ACM SIGCHI Summer School on
User Modeling and Personalization in Urban Computing
September 9-13, 2019
Barcelona, Spain
Urbanization’s rapid progress has changed and modernized citizen’s lives but also raised big challenges, such as traffic congestion, energy consumption, and pollution. A few years ago, tackling these challenges seemed impossible considering the complex and dynamic settings of cities. However, nowadays new sensing technologies and large-scale computing infrastructures allow to produce and collect a great variety of data in urban spaces, allowing to obtain rich knowledge about cities. Such data include different kinds of sensors and devices installed in buildings, vehicles and artefacts and also wearable and mobile devices held by humans. In this regard, urban computing aims at leveraging on the knowledge provided by the data collected in urban spaces to solve major issues faced today by our cities. The final goal is to understand the nature of urban phenomena, and even predict the future of cities. To that end, it connects urban sensing, data acquisition, data management, data analytics, data visualization and service providing into an unobtrusive and continuous process aiming at improving citizens’ lives, human life quality, city operation systems, and the environment.

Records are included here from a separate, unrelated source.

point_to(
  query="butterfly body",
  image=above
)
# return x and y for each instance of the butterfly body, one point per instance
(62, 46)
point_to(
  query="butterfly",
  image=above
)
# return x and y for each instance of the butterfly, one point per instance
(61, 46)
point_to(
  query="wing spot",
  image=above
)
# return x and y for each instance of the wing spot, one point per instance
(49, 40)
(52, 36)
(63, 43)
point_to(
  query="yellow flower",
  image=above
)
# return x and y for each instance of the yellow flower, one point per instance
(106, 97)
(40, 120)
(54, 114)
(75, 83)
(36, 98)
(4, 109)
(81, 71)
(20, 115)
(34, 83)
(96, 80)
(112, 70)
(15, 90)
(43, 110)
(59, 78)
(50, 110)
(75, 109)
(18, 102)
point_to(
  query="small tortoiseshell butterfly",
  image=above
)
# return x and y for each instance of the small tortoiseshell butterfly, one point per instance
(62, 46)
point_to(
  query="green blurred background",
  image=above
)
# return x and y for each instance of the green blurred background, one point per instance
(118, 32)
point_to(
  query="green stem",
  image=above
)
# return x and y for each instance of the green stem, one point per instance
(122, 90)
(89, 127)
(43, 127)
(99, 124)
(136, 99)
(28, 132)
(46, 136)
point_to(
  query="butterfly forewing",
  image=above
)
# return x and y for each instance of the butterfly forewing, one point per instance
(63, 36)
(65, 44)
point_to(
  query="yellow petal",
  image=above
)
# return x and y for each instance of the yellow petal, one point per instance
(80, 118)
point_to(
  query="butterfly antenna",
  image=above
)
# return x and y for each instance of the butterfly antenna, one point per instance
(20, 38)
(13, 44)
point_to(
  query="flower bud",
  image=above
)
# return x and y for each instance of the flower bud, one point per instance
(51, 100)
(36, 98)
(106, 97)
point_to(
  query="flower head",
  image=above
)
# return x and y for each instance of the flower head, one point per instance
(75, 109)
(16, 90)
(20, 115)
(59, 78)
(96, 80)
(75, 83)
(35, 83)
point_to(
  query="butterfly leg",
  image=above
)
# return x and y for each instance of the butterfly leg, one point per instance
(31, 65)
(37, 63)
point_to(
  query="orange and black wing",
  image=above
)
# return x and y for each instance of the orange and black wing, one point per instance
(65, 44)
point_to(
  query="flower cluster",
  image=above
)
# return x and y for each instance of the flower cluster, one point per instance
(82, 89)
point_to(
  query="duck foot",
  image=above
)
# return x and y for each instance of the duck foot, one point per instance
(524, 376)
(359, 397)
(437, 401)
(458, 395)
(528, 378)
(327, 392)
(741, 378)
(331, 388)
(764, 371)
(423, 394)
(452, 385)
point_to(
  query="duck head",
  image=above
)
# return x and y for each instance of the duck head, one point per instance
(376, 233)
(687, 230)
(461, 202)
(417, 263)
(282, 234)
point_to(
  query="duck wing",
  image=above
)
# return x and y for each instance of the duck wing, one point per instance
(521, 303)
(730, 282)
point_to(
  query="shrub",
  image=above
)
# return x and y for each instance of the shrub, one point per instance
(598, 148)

Particularly, urban computing can be used to build user models aiming at providing citizens with personalized services. This has important implications in the context of inclusive eGovernment and Smart Cities, which could leverage on the user’s models to design and tailor services according to the characteristics and needs of each particular citizen. User modeling and personalization are commonly used in multiple tasks, in which users are characterized only based on explicit information about their knowledge, behaviour, social relations or preferences, aiming at adapting generic systems to the particularities of each user. The ubiquitousness of social networking sites, and mobile and smart-devices offer new information sources, opportunities and challenges for changing the personalization paradigm. This includes mining and analysing user behaviour aiming at better understanding users (and ourselves), and thereby create more accurate models and personalisation strategies. The analysis of these new data sources offers new research opportunities across a wide variety of disciplines, including media and communication studies, linguistics, sociology, health, psychology, ecology, economy, information and computer sciences, or education.